On August 1, 1977, a few days after his band Fern Gardner & The Country Class played the Football Hall of Fame parade, Don DeHass fell asleep at the Castle Theater and never awoke. He was 35 years young and had suffered a heart attack, leaving behind his wife, Tootzi, and three children, including a devastated Debra.
That’s when 15-year-old Lehr decided to get out of Holmes County. Her family had been so well-known that it often felt like living in a fishbowl. With her father gone, she left Millersburg behind to fully pursue music at Michigan’s Interlochen Arts Academy, consistently taking first chair and top honors with saxophone. At Interlochen, her sax teacher advised voice lessons to allow her instrument to sing, and after the first lesson, her instructor delivered a shocking directive.
She was never to pick up that sax again. She needed to sing.
So she studied opera under soprano Marguerite Piazza, graduated early, and headed to New York to learn from famous tenor John Alexander, her voice taking her from coast to coast, landing her in productions from D.C. to Alaska, London to Milan.
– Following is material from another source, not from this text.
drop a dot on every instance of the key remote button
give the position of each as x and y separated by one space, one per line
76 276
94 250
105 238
But, deep down, she knew that wasn’t her calling.
And since the arts didn’t always provide a steady income, Lehr took a temporary job at Solomon Brothers, a huge investment banking firm. She set singing aside as the company promoted her higher and higher until, eventually, she was a stock analyst for property/casualty insurance, studying finance and economics at New York University. She climbed her way to financial consultant, hustling around-the-clock to price Warren Buffet’s Initial Public Offering (IPO) for Berkshire Hathaway.
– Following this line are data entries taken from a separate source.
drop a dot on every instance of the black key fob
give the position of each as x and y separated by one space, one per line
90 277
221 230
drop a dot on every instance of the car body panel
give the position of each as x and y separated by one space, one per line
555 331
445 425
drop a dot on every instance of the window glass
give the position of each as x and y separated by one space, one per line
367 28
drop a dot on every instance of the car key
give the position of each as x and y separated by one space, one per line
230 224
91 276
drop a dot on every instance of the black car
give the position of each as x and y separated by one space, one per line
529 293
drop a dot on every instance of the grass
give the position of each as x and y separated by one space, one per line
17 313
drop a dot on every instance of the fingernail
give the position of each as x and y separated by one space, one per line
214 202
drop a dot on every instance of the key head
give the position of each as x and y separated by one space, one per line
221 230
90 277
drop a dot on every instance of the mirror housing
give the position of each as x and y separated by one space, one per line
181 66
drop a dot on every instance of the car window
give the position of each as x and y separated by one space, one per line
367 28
But finance didn’t feel like her calling, either.
Then, in 2002, a call from home changed everything.
Castle was in financial distress. They wanted Lehr, with her experience in finance and economics, to turn it around. On the long drive from New York City to Holmes County, she thought about her life. At 38, she’d been both a successful opera singer and a financial analyst. But still, she wondered, what if the sky were the limit? What would she do if she could do anything? What was her calling?
And that’s when she knew.
Once at Castle, it all came back to her--serving the patients, being a voice for those who didn’t have one, giving men, women and children the care they needed.
So, while working full time, Lehr enrolled in nursing school at the University of Akron. The calling she’d felt for so many years, starting with her grandmother’s residents, was finally realized.
When the family decided to sell Castle, it was painful for Lehr, but she knew a larger company could see her grandmother’s dream continue. It also freed her to fully pursue nursing, moving straight from graduation to Case Western Reserve University’s doctoral program with a dual major created just for her as certified nurse midwife and family nurse practitioner. With these two things, she could serve people at every stage and need of their lives.
Now Debra DeHass Lehr, MSN, CNM, FNP and soon to be DNP, spends part of her time with Pomerene Hospital’s midwifery service catching 120 babies per year with her midwifery partner, Mary Ann Durbin, CNM. She also serves one day a week overseeing Carroll County Department of Health’s prenatal and women’s clinic, takes occasional trips to Guatemala for medical missions with Refuge International, and is rounding the corner on her post-master’s certificate as a family nurse practitioner.
At 48, she has finally realized her calling.
“I have the best career in the world,” Lehr says, “but I realize I’m just the hands. I very much feel I’m a servant carrying out God’s work.”
Lehr still sings at St. Peter’s Catholic Church and she doesn’t watch the stock market at all anymore. While those were great careers, and she did them well, she knows now they were merely vehicles to deliver her to this life, back to Holmes County, to serving the community she loves.
And she can’t imagine being anything--or anywhere--else.